This blog was originally published on Medium by Aiswarya Ramachandran – an alumnus of UpGrad’s Data Science program with IIIT-Bangalore.
In one of my previous posts on Medium, I had written about how to scrape search results for a particular query string from Medium. In this post, we will go into details of analyzing the data scrapped for the search term “Data Science” to group posts based on Number of claps and Responses into different levels of popularity and also understand what makes these posts popular.
The data scrapped from Medium search results was JSON file with extensive data about each search result. To explore the structure of JSON file, I used Notepad++ with JSON plugin. The JSON file had data about the posts, author of the post and publisher associated with that post (if any). Here’s the JSON data structure for a medium post:
The code to extract data from the JSON file can be found here. In addition to extracting data from the JSON file, I also added a field with the date when the post was scrapped.
Exploratory Analysis of Posts Related to “Data Science”
On scraping results for search term “Data Science”, 831 posts were scrapped, out of which 31 were responses to a post and were excluded from the analysis. Here are the number of posts published over years, the data scrapped was from March 2013 to April 2018:
All the date fields like Created Date, First Published Date, Last Updated Date wherein milliseconds elapsed since Jan 1970. They were converted into a human readable date format using the function below
# Function to Convert EPOCH Date to Human Readable format
def convertToDateString(date): return (datetime(1970, 1, 1) + timedelta(milliseconds=date)).strftime("%Y-%m-%d %H:%M:%S")
The next step was to look at what words were most commonly occurring in the titles of these posts. As you can see from the word cloud below, Data Science, Big Data, AI, Analytics, Machine Learning, Python, self-driven (about self-driving cars) are some of the most frequently occurring words.
The distribution of Number of Claps, Number of Responses is highly skewed. 708 posts have less than 500 claps. This shows that there are few posts which become popular. Here’s the distribution of claps:
The Reading Time (mins) of most articles is between 1 to 3 min.

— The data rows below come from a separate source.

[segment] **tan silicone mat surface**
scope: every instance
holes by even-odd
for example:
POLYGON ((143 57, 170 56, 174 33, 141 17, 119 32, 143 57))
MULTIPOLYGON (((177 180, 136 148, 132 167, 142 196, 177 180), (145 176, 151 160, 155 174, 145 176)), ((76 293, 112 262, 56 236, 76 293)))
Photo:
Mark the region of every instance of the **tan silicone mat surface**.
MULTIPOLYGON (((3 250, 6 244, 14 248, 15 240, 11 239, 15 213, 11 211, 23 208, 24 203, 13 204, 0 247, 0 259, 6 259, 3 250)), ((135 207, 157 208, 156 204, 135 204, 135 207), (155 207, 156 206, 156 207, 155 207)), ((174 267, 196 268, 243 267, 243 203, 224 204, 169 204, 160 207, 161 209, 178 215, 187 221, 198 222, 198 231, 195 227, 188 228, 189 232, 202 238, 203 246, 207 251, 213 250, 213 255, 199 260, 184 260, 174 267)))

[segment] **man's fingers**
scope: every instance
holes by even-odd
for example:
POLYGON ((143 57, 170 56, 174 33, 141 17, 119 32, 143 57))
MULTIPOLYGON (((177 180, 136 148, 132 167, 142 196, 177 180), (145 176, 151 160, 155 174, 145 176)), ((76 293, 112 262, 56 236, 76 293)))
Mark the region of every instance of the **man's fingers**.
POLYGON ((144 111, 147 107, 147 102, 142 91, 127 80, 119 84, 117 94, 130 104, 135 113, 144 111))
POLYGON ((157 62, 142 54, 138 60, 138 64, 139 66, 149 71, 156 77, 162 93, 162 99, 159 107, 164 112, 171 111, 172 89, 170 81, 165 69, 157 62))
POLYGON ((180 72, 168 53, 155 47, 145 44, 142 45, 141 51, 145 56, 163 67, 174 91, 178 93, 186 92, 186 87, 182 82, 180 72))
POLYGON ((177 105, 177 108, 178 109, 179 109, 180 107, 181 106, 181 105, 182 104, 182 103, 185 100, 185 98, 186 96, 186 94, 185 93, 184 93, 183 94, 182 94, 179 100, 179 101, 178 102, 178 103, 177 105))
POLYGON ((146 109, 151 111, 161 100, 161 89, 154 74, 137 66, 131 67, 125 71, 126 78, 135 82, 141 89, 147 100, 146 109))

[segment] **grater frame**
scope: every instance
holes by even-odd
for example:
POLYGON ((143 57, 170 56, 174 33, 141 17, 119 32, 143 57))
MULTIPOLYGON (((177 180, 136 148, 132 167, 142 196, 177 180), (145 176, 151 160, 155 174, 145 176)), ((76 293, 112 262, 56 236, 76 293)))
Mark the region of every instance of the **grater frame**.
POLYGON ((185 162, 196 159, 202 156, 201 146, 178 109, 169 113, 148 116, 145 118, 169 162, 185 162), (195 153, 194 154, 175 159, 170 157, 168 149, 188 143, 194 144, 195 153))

On Medium, each post can have a maximum of 5 tags. Tags help readers find content more easily. The more relevant tags, the easier to find. As we can see in the image, Data Science is the most frequently used tag, followed by Machine Learning, Big data, Artificial Intelligence. Here are top 10 tags related to data science:
Creating Clusters Based on User Responses
There are three metrics to measure how popular a post is on Medium viz. #Claps, #Responses and #Recommends. To make a fair comparison, I also included feature #Days between First Published and data collection date.On this feature set, I applied k-means clustering and identified three clusters. As we can see from the image below, there is a huge difference between the three metrics across clusters (Popularity Groups). Also, we can see that for the less popular posts though their median days between publishing and scrapping is the highest their engagement is very low. Here are the metrics across clusters (Popularity Groups):
Understanding What Makes a Data Science Post Popular
As we can see from the image below, for more popular articles the median for high and medium popularity articles are 9 and 7. They also have more links compared to less popular articles. This means that Popular posts refer to other posts and other sources of information adding more value to the content. Difference between Popular and Non-Popular Posts
From the image above, we can also see that the post with medium popularity is closer to a highly popular group than to the less popular group.
With a simple k-means, we were able to identify popular and non-popular posts on Medium related to Data Science.